Qu’est-ce que c’est ?
Une autre collaboration du MIT, cette fois avec l’Université de technologie et de design de Singapour, a permis d’utiliser un virus pour faire fonctionner les ordinateurs plus rapidement. Ce n’est pas non plus un virus informatique, c’est un vrai virus. Plus précisément, un bactériophage.

Pourquoi est-ce important ?
Les chercheurs sont à la recherche d’une technologie informatique qui réduira les délais de mémoire de quelques millisecondes à quelque chose d’encore plus petit, comme les nanosecondes.
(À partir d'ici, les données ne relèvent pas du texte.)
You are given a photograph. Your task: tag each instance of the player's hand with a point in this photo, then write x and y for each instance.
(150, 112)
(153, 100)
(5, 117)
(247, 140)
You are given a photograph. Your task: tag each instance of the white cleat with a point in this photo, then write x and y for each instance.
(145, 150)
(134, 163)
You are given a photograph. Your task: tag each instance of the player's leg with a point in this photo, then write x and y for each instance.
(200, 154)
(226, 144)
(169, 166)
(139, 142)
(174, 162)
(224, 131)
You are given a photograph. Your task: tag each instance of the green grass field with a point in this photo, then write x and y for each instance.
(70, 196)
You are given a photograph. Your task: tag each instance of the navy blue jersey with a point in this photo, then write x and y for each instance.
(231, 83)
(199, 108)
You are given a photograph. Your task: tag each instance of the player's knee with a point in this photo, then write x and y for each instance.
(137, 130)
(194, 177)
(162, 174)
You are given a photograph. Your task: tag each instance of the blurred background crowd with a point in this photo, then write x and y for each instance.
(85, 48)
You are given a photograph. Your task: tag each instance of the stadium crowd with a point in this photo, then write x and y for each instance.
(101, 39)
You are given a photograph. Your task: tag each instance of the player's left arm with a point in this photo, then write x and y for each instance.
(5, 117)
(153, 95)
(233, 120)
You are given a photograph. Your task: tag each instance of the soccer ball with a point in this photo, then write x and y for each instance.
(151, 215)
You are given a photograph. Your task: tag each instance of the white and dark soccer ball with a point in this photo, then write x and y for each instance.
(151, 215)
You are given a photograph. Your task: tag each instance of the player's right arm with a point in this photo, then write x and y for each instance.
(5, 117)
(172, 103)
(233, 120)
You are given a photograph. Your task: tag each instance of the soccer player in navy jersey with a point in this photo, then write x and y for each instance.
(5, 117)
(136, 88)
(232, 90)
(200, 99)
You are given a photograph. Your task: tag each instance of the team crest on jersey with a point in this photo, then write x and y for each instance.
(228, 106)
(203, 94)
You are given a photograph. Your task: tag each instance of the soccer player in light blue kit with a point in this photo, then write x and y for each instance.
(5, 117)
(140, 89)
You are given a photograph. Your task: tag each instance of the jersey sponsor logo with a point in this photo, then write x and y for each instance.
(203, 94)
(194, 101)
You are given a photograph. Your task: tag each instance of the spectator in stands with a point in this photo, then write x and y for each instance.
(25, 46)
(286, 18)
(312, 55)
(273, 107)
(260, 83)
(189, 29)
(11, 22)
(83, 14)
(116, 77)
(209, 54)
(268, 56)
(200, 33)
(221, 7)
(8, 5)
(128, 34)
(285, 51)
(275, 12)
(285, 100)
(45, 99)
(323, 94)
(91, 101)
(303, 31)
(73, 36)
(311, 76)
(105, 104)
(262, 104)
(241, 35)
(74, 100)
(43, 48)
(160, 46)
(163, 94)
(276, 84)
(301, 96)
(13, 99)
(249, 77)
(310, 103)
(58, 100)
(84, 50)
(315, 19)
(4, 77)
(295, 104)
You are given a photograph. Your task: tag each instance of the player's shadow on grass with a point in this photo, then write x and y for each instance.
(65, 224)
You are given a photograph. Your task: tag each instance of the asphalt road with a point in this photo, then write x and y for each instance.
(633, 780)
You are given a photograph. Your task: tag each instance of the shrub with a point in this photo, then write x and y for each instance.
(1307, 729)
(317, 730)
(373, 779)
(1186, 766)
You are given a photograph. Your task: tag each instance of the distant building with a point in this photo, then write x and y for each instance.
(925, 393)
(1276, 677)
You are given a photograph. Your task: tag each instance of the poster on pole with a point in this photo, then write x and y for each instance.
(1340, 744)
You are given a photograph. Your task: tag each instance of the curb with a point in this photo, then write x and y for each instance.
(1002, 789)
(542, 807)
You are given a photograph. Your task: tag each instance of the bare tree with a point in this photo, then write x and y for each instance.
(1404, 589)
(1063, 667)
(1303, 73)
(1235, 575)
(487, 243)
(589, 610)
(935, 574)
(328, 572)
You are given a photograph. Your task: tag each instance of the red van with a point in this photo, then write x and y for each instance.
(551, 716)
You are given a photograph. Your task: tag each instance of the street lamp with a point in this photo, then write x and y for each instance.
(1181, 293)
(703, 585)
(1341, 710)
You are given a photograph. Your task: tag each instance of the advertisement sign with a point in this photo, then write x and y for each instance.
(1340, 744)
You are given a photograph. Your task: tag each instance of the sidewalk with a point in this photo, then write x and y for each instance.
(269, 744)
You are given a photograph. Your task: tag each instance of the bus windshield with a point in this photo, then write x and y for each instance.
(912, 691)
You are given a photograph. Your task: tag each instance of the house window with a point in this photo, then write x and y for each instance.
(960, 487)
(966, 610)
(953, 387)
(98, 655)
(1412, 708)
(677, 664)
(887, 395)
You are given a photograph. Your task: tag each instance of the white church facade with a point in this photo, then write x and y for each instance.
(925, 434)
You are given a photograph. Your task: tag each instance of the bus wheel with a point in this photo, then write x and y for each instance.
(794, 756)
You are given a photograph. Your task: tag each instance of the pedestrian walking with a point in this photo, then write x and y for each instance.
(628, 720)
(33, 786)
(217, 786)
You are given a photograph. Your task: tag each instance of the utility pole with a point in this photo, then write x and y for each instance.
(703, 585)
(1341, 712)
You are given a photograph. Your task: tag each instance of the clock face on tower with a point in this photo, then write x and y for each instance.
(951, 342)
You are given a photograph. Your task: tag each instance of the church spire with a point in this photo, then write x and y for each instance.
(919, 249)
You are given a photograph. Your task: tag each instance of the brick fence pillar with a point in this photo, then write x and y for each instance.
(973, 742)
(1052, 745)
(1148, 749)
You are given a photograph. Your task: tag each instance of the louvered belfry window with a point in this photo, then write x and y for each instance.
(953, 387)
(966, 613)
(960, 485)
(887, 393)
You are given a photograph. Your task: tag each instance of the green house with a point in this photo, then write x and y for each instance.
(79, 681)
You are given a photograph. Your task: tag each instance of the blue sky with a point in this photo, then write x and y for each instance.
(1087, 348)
L’un des facteurs qui ralentissent le temps de calcul est le temps de stockage et de transfert entre les puces RAM rapides et la mémoire du disque dur. La recherhce a donc porté sur un « type de mémoire de type universel », selon l’article dans Applied Nano Materials. Entrez dans la mémoire à changement de phase, où les données sont stockées dans un matériau dont l’état change constamment entre amorphe et cristallin.

Comment cela fonctionne-t-il ?
Pour l’instant, tout va bien, mais : les matériaux les mieux adaptés à la mémoire à changement de phase ont tendance à se séparer aux températures élevées utilisées lors de la fabrication des circuits informatiques. C’est là que l’équipe de recherche a mis en scène son intervention. Ils ont utilisé le bactériophage M13, un matériel populaire en génie génétique, comme modèle pour construire leurs minuscules dispositifs. (Les phages, comme on les appelle, sont des virus qui infectent les bactéries, et les scientifiques les adorent.) La présence du virus a permis d’achever la construction à des températures beaucoup plus basses que la normale, ce qui ouvre la voie à une puissance de calcul beaucoup plus rapide dans l’avenir.